Maria Inglese, psichiatra e mediatrice, ha risposto a Ilias e Martina introducendo il concetto di risonanza umana. Ha spiegato che perdere il controllo o “sbottare” davanti a un paziente può essere un momento rivelatore: una tempesta che rompe i ruoli precostituiti (medico/paziente, uomo/donna) e permette di risuonare insieme anche su note dissonanti. Inglese ha sfidato il mito dell’individuo autonomo, definendoci “co-individui” fabbricati dalla storia e dall’ambiente, sottolineando che nessuno dovrebbe essere lasciato solo nel momento della scelta, poiché le conseguenze delle nostre azioni appartengono a tutti.
Infine, la funambola Edvige Ungaro, rispondendo a Tommaso e Giulia, ha svelato il segreto del filo: la scelta si fa sulla piattaforma, prima del primo passo. Ha descritto il funambolismo come una disciplina di testa e di fiducia, dove la paura è necessaria per non correre rischi inutili. Significativo il suo pensiero finale: non è il filo ad aiutarla nella vita, ma è l’esperienza nel sociale e il contatto con le storie difficili ad aiutarla a gestire il bagaglio emotivo quando sale sulla corda, perché la vita “è molto più difficile del filo”.

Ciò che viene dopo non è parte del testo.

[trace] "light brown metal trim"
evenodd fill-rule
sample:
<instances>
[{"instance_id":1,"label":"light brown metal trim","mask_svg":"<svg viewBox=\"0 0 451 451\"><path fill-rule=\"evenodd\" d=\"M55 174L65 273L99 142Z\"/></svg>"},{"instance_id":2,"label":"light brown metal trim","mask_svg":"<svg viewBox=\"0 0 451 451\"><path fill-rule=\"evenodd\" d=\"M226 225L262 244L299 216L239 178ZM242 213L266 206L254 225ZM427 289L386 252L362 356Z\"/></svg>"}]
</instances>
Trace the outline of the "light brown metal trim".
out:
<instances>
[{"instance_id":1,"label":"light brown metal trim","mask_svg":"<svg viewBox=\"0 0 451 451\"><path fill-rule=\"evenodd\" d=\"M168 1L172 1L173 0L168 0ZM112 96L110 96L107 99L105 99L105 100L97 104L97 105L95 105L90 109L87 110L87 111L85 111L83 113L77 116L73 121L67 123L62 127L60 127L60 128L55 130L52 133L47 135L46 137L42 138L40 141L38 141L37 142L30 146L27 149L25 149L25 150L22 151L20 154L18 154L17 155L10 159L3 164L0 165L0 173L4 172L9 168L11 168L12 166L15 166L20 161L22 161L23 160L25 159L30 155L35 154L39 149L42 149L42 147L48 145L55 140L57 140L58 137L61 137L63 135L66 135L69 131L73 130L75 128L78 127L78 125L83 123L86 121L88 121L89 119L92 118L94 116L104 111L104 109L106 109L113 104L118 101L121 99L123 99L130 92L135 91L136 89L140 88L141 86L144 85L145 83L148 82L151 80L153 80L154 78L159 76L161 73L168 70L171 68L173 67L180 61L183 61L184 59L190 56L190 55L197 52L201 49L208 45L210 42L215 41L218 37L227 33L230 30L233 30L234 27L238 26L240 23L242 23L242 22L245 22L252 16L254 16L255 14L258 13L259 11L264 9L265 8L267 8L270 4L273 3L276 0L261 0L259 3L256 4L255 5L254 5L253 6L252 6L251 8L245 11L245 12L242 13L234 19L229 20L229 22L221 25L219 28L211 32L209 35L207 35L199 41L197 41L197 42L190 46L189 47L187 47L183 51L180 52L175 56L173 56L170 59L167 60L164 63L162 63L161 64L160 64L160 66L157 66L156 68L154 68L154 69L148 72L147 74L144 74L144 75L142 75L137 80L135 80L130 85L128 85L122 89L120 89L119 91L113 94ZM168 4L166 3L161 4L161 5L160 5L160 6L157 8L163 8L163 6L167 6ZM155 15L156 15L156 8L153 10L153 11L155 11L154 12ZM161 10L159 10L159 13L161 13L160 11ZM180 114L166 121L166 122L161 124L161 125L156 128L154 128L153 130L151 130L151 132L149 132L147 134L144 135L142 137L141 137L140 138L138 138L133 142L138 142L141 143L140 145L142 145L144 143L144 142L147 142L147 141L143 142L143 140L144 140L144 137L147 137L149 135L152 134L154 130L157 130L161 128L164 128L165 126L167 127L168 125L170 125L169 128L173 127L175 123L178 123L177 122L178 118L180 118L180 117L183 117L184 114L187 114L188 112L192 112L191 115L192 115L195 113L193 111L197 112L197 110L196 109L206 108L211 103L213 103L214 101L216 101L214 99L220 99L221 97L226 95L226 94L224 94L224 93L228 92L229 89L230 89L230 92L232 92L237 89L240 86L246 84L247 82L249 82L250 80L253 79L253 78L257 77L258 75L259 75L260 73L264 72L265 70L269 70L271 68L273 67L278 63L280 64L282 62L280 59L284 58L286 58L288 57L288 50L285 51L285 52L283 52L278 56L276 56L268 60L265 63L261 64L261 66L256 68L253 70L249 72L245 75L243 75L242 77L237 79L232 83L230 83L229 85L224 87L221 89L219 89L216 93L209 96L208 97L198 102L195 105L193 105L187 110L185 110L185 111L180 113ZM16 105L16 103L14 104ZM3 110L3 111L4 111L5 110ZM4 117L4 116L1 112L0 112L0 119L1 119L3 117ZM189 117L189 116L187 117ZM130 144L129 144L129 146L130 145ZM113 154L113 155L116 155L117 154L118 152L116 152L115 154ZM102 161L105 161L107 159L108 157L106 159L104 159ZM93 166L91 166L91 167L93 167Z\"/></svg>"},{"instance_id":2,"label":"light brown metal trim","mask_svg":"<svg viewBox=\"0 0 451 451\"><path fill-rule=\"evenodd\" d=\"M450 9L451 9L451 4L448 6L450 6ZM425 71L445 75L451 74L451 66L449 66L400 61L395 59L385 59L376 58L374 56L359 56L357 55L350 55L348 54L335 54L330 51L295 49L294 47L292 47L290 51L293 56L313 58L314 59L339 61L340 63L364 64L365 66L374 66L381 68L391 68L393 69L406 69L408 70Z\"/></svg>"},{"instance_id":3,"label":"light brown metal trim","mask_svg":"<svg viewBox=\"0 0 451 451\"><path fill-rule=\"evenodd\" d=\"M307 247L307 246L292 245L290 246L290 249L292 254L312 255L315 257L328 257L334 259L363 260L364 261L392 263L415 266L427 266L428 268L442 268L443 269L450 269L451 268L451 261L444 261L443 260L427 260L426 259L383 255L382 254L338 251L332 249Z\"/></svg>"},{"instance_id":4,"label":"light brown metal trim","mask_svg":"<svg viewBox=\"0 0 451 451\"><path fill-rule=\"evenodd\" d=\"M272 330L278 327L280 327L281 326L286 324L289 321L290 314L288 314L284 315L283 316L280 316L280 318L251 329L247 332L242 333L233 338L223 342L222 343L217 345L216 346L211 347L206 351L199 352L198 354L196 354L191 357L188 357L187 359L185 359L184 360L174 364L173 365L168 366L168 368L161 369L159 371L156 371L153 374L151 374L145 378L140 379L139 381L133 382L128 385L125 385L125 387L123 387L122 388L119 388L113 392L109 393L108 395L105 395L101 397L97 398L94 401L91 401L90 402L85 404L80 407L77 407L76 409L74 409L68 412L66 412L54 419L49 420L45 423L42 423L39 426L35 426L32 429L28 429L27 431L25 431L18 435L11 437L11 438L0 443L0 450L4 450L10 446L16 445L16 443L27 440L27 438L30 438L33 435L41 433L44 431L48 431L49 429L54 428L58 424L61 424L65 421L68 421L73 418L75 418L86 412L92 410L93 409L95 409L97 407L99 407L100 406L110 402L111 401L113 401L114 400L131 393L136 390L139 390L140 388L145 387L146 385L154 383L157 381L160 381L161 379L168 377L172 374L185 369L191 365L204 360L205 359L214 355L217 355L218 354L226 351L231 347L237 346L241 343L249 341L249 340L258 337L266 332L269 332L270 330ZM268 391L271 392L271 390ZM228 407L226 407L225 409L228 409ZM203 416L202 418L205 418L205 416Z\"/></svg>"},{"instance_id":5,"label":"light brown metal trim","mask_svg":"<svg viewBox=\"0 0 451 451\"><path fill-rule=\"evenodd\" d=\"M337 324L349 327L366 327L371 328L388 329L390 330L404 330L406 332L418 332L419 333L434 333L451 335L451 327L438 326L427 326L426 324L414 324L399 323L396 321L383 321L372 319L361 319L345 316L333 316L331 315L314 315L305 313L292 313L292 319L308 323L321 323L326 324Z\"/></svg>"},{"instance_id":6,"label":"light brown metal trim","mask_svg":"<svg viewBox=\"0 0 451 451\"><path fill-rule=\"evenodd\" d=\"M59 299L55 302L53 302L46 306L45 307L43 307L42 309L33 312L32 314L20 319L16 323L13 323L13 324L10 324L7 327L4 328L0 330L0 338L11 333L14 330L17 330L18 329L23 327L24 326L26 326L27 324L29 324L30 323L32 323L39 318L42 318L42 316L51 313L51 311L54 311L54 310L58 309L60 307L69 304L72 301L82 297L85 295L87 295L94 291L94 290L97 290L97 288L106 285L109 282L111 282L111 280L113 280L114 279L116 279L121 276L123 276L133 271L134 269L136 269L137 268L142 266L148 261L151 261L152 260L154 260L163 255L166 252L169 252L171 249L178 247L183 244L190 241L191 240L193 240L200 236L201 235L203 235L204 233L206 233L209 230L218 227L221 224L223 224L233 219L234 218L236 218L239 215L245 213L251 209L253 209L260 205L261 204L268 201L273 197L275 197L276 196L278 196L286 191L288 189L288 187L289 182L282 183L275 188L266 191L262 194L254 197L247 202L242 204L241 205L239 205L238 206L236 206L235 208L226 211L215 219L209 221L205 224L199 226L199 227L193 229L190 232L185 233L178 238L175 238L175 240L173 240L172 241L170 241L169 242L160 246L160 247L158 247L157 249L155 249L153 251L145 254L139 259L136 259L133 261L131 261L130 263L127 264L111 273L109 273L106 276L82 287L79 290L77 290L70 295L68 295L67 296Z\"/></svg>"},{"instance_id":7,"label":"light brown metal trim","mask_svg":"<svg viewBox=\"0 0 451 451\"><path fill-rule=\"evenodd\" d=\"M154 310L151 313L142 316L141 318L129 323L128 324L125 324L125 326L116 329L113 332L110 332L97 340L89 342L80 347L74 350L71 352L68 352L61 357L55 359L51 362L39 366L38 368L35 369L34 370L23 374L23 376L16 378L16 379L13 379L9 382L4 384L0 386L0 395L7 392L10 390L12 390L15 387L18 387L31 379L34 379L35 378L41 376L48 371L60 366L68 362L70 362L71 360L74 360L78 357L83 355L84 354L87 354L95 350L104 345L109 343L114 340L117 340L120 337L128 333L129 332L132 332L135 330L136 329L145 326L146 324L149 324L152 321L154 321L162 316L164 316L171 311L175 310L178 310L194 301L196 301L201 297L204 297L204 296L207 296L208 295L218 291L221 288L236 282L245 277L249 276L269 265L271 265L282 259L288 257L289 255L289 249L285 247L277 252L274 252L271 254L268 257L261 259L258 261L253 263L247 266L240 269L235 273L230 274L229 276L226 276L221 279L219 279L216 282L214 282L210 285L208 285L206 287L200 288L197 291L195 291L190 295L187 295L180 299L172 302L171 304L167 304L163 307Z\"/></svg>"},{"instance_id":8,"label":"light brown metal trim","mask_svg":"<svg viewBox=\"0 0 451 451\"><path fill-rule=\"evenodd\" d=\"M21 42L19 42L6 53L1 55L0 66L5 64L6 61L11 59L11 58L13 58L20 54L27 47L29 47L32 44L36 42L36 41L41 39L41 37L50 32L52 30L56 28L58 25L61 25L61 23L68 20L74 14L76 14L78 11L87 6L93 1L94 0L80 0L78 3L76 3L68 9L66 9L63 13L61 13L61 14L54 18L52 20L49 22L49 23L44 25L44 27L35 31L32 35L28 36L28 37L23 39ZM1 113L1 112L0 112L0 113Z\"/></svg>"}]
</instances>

Nelle conclusioni, il Dirigente Paolo Gabriele Bono ha esaltato Pontremoli come comunità che non isola il carcere, mentre la dottoressa Cristiana Rotunno, pur ribadendo la necessità della sicurezza, ha indicato nella giustizia riparativa il cardine per comprendere il dolore dell’altro. Il regista Paolo Billi ha chiuso con un omaggio alla componente artistica, citando l’emozione per l’interpretazione poetica di Elaini.
Per nutrire i nuovi semini che questi due giorni hanno seminato dentro di me, proprio accanto a quel semino della Giustizia Riparativa a cui ho assistito nel 2020 in un incontro con Franco Bonisoli, mi sono portata a casa due libri:
“L’ascolto smarrito“ l’antologia che raccoglie poesie, testi rap e riflessioni scritti da adolescenti reclusi in dieci Istituti Penali Minorili italiani, curata da Federica Brunelli e Billi e poi “Dal fiume al mare” la storia di una famigli ain equilibrio di Widad Tamimi.
Ricordando anche la piacevole sorpresa di rivedere Franco Bonisoli e di conoscere Laura, chiudo cercando le parole giuste (che non trovo) per esprimere riconoscimento a Federica Brunelli che mi ha invitato, mostrandomi un ecosistema di “reti di appoggio e ascolto” fatto di professionisti capaci di creare spazi di “umanità e pietas” dove i ragazzi non sono ridotti a un’etichetta, ma sono visti come persone capaci di trasformare la propria caduta in un nuovo, coraggioso inizio.